The case involved a dispute between a leading transport and logistics company and its local sponsor over dividend entitlements.
At the centre of the dispute was whether the local sponsor, whose name appeared on the company’s trade licence and incorporation documents, could assert ownership and profit rights despite a duly executed internal trust agreement confirming that the shares were held in trust for the foreign investor.
In its judgment, the court dismissed the sponsor’s claim, ruling that the mere appearance of a name on company records does not grant beneficial ownership unless specifically provided under the governing agreement. The decision reaffirmed that trust-based shareholding arrangements accurately reflect the parties’ intentions and protect the rights of the true investor.

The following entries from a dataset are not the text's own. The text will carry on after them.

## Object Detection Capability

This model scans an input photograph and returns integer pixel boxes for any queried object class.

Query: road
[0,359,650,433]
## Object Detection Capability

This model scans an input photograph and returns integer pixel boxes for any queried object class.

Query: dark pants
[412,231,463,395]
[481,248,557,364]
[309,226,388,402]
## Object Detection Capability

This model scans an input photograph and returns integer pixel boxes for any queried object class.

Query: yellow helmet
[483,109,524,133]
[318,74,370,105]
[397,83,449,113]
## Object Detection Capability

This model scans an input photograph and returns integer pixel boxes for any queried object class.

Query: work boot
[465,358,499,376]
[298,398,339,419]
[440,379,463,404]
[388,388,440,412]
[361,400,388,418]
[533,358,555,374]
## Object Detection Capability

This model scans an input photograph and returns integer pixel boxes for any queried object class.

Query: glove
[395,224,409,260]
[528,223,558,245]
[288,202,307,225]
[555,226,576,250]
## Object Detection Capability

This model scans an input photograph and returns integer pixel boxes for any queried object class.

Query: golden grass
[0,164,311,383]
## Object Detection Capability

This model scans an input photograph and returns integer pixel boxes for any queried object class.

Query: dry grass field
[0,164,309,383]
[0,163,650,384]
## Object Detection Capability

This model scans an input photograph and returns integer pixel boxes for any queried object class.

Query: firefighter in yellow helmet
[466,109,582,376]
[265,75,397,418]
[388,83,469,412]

In the case spearheaded by UAE-based legal consultancy Kaden Boriss, the firm submitted a robust body of evidence, comprising the trust agreement, shareholding documentation, and financial statements, clearly demonstrating that the local sponsor’s role was strictly nominal.
Legal experts view the ruling as a key affirmation of the enforceability of trust-based shareholding structures in the UAE, reinforcing the importance of clear documentation in sponsor arrangements.
Kaden Boriss said the outcome underscores its commitment to safeguarding clients’ ownership and financial interests through strategic legal representation and adherence to established commercial principles.